Disaster recovery can be more easily achieved if you follow this simple outline:
· Hold someone accountable for disaster recovery
· Identify mission-critical data
· Organise data on a central repository
· Create procedures for recovering mission-critical servers
· Create knowledge-based decision-making flowcharts
· Backup your data on a regular schedule
· Store your data off-site
· Test your recovery plan
It's good stuff; that can't be denied.
Can a small business afford to pay for disaster recovery facilities?
I talked to a small surveyor, engineer, and builder, with a turnover of up to £250,000 a year. He has a server with RAID'ed disks and Ethernet'ed workstations. He said he backs up his data once a day and his disaster recovery plan is: "A Chubb fire safe, a wing, and a prayer."
He simply hasn't the profit from which to pay for anything else and, a fundamental point: "Tt's insuring against a risk that may never happen. What is the risk of an oil depot catching fire? It's pretty low actually. You assess the likely risk (and then) you have to limit your DR to the size of your budget."
What would he actually do if a disaster in a business next door closed his business down? "Look to the insurance I carry. Sue the business responsible for the disaster for my losses including lost goodwill. Go bankrupt in the last resort I suppose."
Suppose, I asked, you could store complete system images on DVD and do a bare metal restore onto substitute servers and workstations?

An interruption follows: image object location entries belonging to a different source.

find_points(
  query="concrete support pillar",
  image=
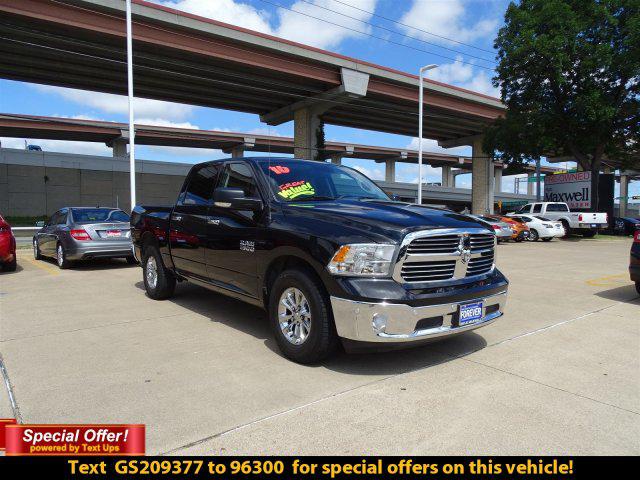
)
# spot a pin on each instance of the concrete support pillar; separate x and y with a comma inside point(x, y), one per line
point(497, 180)
point(481, 180)
point(530, 184)
point(305, 125)
point(624, 193)
point(119, 147)
point(448, 179)
point(237, 151)
point(390, 170)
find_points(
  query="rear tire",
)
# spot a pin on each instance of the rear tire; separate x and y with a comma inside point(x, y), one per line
point(311, 313)
point(61, 257)
point(158, 281)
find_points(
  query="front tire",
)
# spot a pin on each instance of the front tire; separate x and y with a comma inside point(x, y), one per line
point(301, 318)
point(61, 257)
point(158, 281)
point(36, 250)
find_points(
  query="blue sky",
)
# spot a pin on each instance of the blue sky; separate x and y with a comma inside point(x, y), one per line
point(459, 39)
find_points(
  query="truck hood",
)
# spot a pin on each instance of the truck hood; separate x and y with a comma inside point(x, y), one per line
point(378, 220)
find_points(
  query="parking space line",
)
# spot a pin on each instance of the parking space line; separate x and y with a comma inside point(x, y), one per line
point(384, 379)
point(608, 280)
point(44, 266)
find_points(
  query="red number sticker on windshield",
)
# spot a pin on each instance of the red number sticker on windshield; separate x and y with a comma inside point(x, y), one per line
point(279, 169)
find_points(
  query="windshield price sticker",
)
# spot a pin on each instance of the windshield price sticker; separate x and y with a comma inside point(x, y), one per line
point(296, 189)
point(279, 169)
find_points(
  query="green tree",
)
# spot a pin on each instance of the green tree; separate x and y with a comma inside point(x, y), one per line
point(569, 74)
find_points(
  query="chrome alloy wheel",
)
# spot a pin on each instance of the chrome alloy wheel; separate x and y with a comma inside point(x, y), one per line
point(60, 255)
point(294, 316)
point(151, 272)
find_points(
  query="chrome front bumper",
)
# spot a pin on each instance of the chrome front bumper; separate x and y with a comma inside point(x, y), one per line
point(355, 320)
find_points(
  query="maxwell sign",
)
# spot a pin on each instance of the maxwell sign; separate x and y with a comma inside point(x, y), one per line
point(574, 189)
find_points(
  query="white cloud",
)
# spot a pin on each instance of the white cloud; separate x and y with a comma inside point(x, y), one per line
point(298, 27)
point(118, 104)
point(303, 29)
point(465, 76)
point(447, 18)
point(227, 11)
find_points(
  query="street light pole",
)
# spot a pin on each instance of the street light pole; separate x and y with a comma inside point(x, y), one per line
point(132, 142)
point(420, 108)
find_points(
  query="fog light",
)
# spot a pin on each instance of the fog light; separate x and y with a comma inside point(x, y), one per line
point(379, 322)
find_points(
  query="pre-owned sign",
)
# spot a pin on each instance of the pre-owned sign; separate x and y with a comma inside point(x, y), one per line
point(574, 189)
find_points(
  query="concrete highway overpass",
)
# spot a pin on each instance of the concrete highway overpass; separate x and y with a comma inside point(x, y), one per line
point(115, 135)
point(33, 183)
point(184, 58)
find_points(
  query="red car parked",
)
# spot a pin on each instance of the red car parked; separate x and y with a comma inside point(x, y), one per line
point(7, 247)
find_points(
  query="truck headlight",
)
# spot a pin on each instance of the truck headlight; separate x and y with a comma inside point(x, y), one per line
point(362, 259)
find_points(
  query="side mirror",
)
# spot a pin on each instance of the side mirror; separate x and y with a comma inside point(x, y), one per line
point(235, 198)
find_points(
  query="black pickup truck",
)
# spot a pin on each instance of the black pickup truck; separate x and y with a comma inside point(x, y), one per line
point(325, 252)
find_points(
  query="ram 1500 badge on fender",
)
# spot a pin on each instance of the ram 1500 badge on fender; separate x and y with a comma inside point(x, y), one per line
point(325, 252)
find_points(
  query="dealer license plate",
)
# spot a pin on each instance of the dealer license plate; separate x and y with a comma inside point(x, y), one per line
point(470, 313)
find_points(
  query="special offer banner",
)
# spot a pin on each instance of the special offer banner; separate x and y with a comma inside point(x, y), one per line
point(75, 440)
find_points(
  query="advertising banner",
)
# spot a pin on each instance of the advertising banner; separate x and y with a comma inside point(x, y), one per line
point(574, 189)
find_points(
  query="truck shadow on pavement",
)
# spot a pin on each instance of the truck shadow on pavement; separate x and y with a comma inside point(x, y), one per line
point(626, 294)
point(253, 321)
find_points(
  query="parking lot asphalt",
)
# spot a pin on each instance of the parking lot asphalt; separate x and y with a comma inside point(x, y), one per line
point(559, 373)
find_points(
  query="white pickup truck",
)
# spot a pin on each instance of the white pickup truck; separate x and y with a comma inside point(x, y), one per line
point(586, 223)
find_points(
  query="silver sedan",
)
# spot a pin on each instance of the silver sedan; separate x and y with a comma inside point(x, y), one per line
point(82, 233)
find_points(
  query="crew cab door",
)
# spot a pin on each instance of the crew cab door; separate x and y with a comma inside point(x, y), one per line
point(234, 236)
point(188, 222)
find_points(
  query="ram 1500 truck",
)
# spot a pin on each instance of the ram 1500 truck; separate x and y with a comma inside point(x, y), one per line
point(585, 223)
point(325, 252)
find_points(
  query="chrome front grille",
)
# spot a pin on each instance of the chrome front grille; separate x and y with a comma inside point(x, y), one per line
point(482, 241)
point(480, 265)
point(446, 254)
point(428, 271)
point(435, 244)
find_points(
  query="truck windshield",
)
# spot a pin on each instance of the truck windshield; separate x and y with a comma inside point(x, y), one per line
point(299, 180)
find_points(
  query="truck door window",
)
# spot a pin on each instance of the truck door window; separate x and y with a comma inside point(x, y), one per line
point(199, 191)
point(239, 175)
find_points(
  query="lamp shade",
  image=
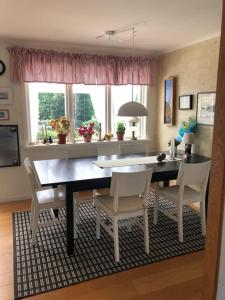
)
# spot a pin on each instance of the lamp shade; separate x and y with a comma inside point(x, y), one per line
point(189, 138)
point(132, 109)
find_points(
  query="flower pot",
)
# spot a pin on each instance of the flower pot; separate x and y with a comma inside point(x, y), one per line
point(62, 138)
point(87, 138)
point(120, 136)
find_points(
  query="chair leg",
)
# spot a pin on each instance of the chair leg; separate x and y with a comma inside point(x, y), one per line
point(97, 221)
point(129, 224)
point(32, 215)
point(77, 207)
point(74, 223)
point(35, 226)
point(156, 204)
point(52, 213)
point(180, 223)
point(146, 231)
point(116, 239)
point(203, 223)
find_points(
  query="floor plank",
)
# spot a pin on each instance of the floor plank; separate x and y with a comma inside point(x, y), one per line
point(177, 278)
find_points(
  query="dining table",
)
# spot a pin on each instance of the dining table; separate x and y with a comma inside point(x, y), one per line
point(82, 174)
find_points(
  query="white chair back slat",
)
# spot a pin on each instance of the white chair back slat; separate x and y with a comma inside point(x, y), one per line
point(35, 183)
point(130, 184)
point(133, 148)
point(194, 174)
point(108, 149)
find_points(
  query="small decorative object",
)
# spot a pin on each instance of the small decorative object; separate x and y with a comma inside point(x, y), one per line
point(161, 157)
point(5, 96)
point(206, 108)
point(186, 127)
point(100, 133)
point(4, 114)
point(2, 67)
point(86, 131)
point(50, 141)
point(133, 123)
point(108, 136)
point(45, 140)
point(189, 140)
point(120, 131)
point(185, 102)
point(173, 150)
point(170, 101)
point(61, 126)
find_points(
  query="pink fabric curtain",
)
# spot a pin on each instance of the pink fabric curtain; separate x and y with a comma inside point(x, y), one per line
point(31, 65)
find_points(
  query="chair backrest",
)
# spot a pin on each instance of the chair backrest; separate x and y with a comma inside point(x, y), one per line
point(108, 149)
point(133, 148)
point(194, 174)
point(34, 180)
point(130, 184)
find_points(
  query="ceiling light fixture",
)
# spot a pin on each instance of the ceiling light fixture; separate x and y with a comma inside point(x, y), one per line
point(132, 108)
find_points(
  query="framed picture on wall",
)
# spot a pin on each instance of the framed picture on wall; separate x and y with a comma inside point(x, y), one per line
point(5, 96)
point(4, 114)
point(169, 101)
point(185, 102)
point(206, 108)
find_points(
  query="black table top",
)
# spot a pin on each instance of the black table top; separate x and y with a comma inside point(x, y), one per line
point(87, 175)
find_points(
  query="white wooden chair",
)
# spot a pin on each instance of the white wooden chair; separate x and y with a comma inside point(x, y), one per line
point(43, 199)
point(128, 199)
point(182, 194)
point(133, 148)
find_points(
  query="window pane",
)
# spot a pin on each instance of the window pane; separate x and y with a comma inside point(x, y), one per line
point(47, 101)
point(120, 95)
point(89, 106)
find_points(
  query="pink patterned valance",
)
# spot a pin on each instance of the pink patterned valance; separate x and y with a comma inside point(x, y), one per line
point(31, 65)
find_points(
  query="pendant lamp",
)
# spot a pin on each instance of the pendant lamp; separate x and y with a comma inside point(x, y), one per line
point(132, 108)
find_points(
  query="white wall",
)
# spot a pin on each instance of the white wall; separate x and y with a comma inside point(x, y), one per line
point(13, 180)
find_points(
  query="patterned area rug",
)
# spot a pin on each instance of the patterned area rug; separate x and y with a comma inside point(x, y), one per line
point(47, 266)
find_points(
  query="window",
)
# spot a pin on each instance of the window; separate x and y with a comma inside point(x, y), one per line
point(47, 101)
point(88, 105)
point(120, 95)
point(81, 104)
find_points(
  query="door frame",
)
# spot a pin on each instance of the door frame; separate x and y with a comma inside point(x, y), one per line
point(217, 183)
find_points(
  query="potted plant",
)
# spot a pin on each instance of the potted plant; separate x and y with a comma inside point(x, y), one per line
point(120, 130)
point(86, 131)
point(61, 126)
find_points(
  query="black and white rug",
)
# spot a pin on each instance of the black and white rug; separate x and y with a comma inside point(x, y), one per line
point(47, 266)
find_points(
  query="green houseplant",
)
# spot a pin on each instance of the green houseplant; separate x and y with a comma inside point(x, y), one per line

His answer was to reject it: "You can't just ghost the software onto a new machine. Software like Windows XP and AutoCAD won't let you. It detects a new machine and wants a re-registration. You used to be able to do it with Windows 95 and 98 but not any more."
Possibly it's different on Linux.
His thought was that businesses with a turnover of over $5 million a year possibly might have the profits from which to pay for better off-site DR facilities including servers and workstations. Businesses with a turnover of less than £1 million a year don't. Businesses in the £1 - 5 million/year turnover area are in a gray area. If they have enough profit and the risk is high enough then maybe. But in any other situation then they, like my surveying, engineering, building contact will put their faith in: "A Chubb fire safe, a wing, and a prayer."